Дедушка, совершенно не стесняясь бабушки, стоял в обнимку с рыжеволосой дамой, которую тоже стеснение мучило не слишком сильно. При виде всего этого злость всегда душила меня. Дедушка уперся прикладом в плечо и дуплетом бабахнул по сидящим на дереве воробьям явно не воробьиной дробью. Поскольку к их ногам вместе с размочаленным воробьем упала толстая ветка.
Ну-ка, внучик, — начальственным тоном произнес он, заряжая двустволку снова.
Пропало все: стыд, обида… Мелькнула первая мысль: "Накормят!
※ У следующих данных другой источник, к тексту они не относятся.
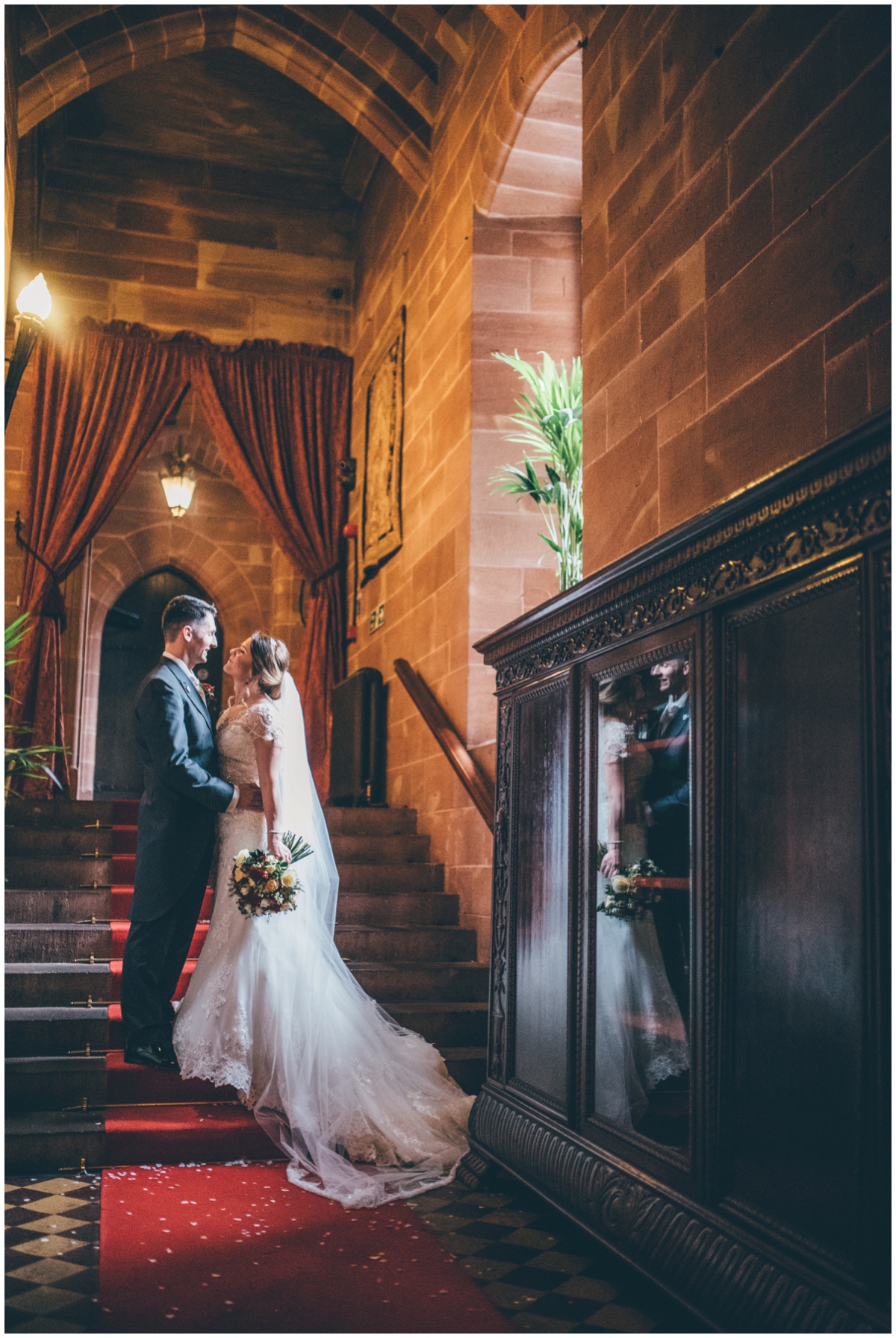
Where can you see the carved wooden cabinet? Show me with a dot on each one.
(689, 989)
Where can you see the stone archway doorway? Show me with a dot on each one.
(131, 645)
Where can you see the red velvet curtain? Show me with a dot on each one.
(101, 396)
(281, 417)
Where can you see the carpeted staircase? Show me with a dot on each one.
(70, 875)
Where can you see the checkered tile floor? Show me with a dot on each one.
(52, 1254)
(537, 1267)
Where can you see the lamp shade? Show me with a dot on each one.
(35, 300)
(178, 482)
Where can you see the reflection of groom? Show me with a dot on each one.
(668, 815)
(175, 829)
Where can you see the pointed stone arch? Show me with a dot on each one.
(544, 43)
(110, 45)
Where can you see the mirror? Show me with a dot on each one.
(642, 921)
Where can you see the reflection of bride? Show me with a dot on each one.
(640, 1035)
(363, 1108)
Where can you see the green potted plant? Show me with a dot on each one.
(27, 760)
(550, 424)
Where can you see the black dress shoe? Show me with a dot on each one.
(167, 1052)
(150, 1056)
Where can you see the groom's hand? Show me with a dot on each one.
(250, 797)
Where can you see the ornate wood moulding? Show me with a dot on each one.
(811, 510)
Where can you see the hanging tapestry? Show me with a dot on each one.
(384, 430)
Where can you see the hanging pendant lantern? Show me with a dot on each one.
(178, 481)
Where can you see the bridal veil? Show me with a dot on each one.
(363, 1108)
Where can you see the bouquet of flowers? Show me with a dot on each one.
(265, 885)
(627, 897)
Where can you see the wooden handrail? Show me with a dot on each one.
(471, 778)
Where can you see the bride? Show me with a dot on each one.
(363, 1108)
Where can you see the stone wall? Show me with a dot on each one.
(735, 252)
(419, 253)
(142, 238)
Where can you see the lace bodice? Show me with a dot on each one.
(238, 726)
(620, 743)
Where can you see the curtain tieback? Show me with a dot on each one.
(54, 605)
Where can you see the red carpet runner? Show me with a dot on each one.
(238, 1250)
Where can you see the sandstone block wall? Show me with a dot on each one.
(175, 245)
(735, 252)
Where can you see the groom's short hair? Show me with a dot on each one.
(185, 611)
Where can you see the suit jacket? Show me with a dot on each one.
(182, 794)
(668, 792)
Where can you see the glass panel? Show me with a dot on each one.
(642, 936)
(541, 1000)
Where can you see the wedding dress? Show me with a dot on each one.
(363, 1108)
(640, 1033)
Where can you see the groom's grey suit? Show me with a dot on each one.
(175, 833)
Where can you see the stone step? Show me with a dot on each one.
(55, 1030)
(57, 843)
(59, 873)
(59, 812)
(384, 850)
(467, 1067)
(391, 878)
(395, 984)
(128, 1084)
(444, 1025)
(54, 984)
(54, 1083)
(60, 942)
(50, 1140)
(55, 905)
(391, 944)
(403, 909)
(370, 822)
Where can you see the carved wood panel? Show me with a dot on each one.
(794, 874)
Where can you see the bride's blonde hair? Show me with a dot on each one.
(269, 662)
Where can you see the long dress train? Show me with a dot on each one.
(363, 1108)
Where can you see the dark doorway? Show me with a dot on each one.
(133, 644)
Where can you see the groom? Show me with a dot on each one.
(175, 829)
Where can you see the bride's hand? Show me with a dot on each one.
(610, 862)
(277, 849)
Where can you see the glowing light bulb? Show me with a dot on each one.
(35, 300)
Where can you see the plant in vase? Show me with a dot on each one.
(550, 424)
(27, 760)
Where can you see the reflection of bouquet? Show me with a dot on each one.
(626, 897)
(265, 885)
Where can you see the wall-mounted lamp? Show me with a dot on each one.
(178, 481)
(34, 307)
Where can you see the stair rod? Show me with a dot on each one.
(467, 770)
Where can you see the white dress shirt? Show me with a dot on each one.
(166, 655)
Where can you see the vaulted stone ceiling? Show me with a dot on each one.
(243, 128)
(383, 69)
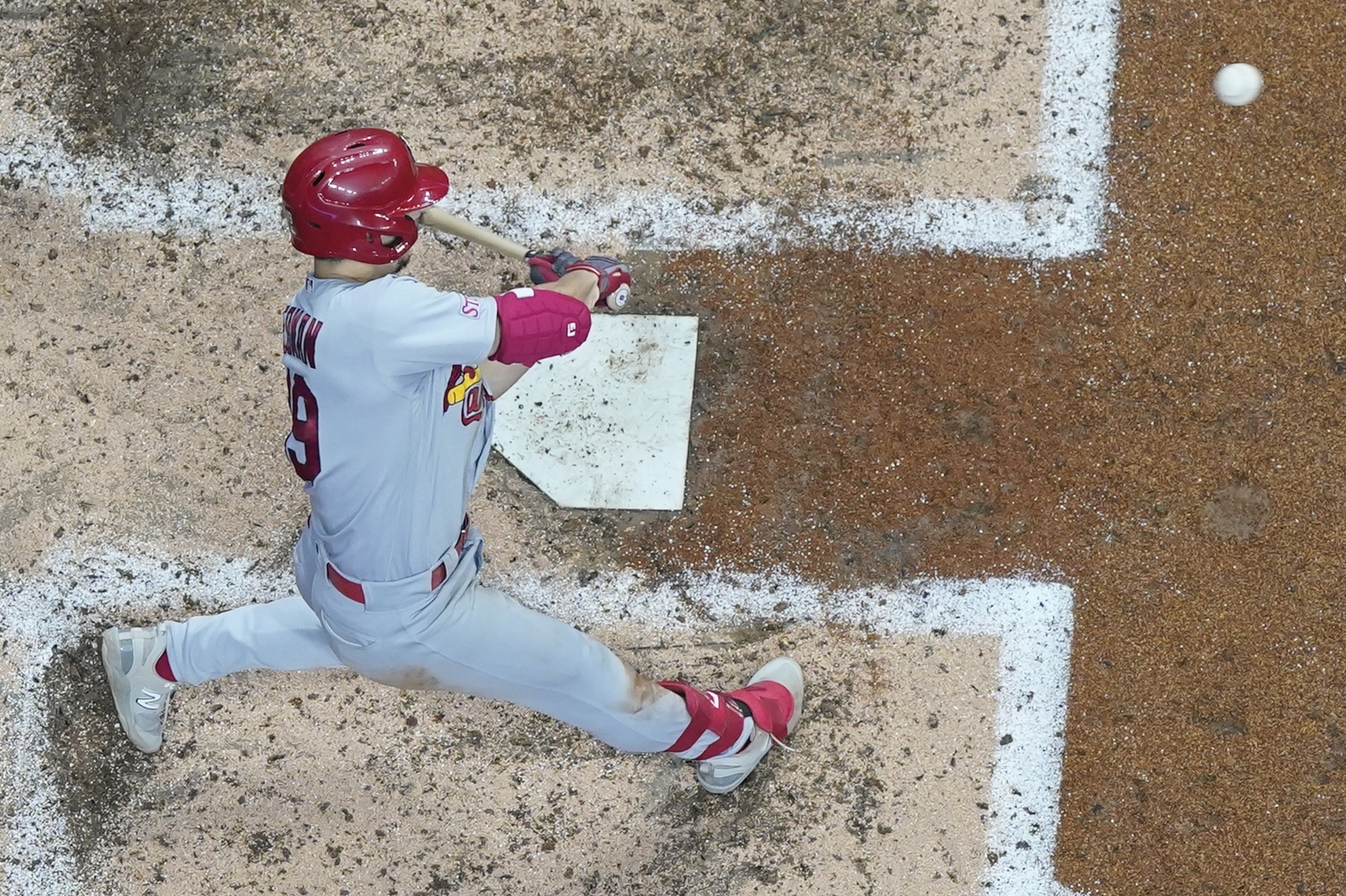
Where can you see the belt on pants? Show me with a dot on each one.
(354, 591)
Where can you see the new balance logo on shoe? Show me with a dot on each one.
(151, 700)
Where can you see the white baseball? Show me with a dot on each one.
(1237, 83)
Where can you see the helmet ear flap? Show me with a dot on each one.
(354, 187)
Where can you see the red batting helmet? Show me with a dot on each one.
(349, 190)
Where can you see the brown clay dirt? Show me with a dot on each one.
(1157, 424)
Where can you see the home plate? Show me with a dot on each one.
(607, 424)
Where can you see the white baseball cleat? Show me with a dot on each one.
(142, 696)
(773, 716)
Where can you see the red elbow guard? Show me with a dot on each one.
(539, 323)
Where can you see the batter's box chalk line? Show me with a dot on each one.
(1066, 217)
(1032, 620)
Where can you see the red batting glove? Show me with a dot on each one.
(614, 279)
(551, 265)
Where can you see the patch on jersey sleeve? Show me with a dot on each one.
(466, 388)
(300, 335)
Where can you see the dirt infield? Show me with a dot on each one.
(1154, 424)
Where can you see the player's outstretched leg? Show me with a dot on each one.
(138, 689)
(731, 732)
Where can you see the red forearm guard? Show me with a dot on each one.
(539, 323)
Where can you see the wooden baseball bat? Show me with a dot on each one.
(445, 221)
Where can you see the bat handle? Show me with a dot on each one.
(441, 220)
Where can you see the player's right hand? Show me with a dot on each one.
(614, 279)
(551, 265)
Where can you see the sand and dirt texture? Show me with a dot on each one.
(1157, 424)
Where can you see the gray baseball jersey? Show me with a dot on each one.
(390, 417)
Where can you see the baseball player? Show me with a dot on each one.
(392, 386)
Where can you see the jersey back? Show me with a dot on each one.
(390, 417)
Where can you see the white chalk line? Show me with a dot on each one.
(1033, 622)
(1065, 220)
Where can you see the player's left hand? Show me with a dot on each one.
(614, 280)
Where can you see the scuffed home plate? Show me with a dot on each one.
(607, 424)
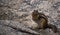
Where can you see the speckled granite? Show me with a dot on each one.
(20, 11)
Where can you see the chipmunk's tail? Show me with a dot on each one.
(53, 27)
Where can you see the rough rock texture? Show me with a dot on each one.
(13, 13)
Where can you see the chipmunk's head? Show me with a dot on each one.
(35, 14)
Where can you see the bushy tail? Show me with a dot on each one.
(53, 27)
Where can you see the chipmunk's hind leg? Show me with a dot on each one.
(53, 27)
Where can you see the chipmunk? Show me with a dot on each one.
(42, 21)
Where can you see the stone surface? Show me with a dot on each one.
(17, 12)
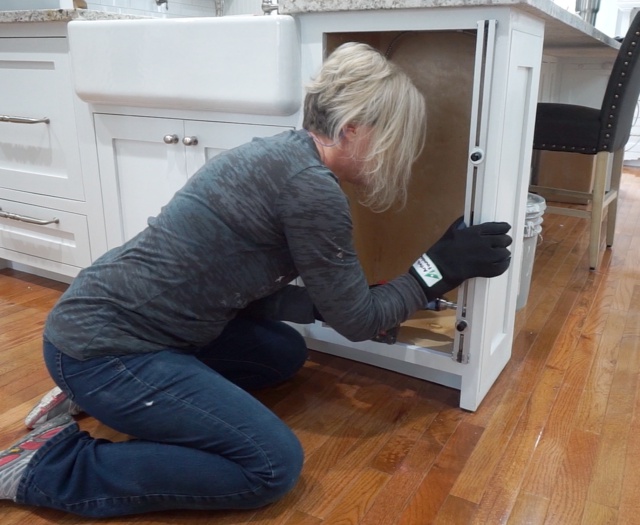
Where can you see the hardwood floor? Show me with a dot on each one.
(557, 439)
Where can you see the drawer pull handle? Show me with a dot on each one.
(24, 120)
(30, 220)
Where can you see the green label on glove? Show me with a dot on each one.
(427, 270)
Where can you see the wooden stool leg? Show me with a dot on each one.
(616, 173)
(597, 203)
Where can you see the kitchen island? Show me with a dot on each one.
(479, 65)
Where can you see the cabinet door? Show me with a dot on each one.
(142, 164)
(38, 139)
(216, 137)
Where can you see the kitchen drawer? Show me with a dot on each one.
(39, 150)
(65, 241)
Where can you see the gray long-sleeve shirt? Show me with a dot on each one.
(246, 224)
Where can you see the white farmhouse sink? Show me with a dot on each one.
(234, 64)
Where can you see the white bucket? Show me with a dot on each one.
(532, 229)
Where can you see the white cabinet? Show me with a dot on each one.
(480, 76)
(44, 208)
(39, 151)
(145, 160)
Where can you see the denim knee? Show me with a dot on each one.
(285, 472)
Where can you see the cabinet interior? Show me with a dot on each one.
(441, 65)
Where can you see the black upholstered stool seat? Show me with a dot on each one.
(565, 127)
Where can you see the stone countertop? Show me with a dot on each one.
(562, 28)
(60, 15)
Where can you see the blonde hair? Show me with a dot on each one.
(357, 85)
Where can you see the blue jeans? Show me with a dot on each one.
(200, 440)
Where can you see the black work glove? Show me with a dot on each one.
(462, 253)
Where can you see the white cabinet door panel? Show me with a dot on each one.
(145, 160)
(65, 241)
(38, 157)
(216, 137)
(139, 171)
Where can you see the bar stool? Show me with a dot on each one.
(600, 132)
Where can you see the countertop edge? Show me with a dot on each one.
(61, 15)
Может быть, потом что-нибудь достанется и матери".
Когда он напивался, клумба становилась излюбленной темой.
А ну-кась, внучик, — дурацки уродуя слова, снова обратился ко мне дедушка. — Расскажи-кась, как ты, червяк, испортил клумбу, — величественным тоном потребовал он.
Все дружно заржали. Не знал он тогда, что обращается уже к совсем другому человеку. Откуда было ему знать за его важными делами о плачущей матери, о том, что он вырастил достойного сына? Откуда было ему знать о моих белых и сладких лягушатах, о школьных половинчатых девочках, о собаках, которых живьем распинают на хирургических столах, требуя от них мыслей, добиваясь при этом только крика и страха? Откуда было знать, что совсем недавно, уткнувшись белым лбом в его ворота, обо мне, а не о нем рыдала красивая полногрудая учительница биологии? Разве мог даже подумать о том, что я молотил тех, кто обижал маленькую, неприметную беременную девочку? Я больше не был тем перепуганным и задерганным внучиком. А ведь он так любил показать свою силу!
Да, так мой бедный дедушка не ошибался никогда в жизни! Ничто и никто не может изменить человека. Человек меняется сам, по собственному желанию. Создатель дает ему эту возможность. А в какую сторону — человек выбирает сам.
Не вставая с места, я набрал полную горсть грязи и очень удачно, одним броском, залепил всю дедушкину физиономию.
Да я тебя! — одним движением вытершись, взревел он, как раненое животное, и наставил на меня двустволку.
И вдруг такой грозный, такой непобедимый дедушка показался мне мерзким, маленьким, до невероятности жалким.
На колени! — наставляя на меня ружье, уже по-серьезному хрипел дед.
Я медленно встал, подошел к нему, и дуло уперлось мне в грудь. Он даже не сопротивлялся. Бедняга… Он пропустил момент, когда внука уже нужно было уважать. В это время из дома выбежала бабушка.
Ба, — спросил я ее, выдернув ружье за ствол и упершись прикладом в плечо, — ба, зачем тебе этот придурок? — И я ткнул ружьем в круглое брюхо деда.
Сереженька, Сереженька, — запричитала бабуля, — прошу, не надо, не стреляй!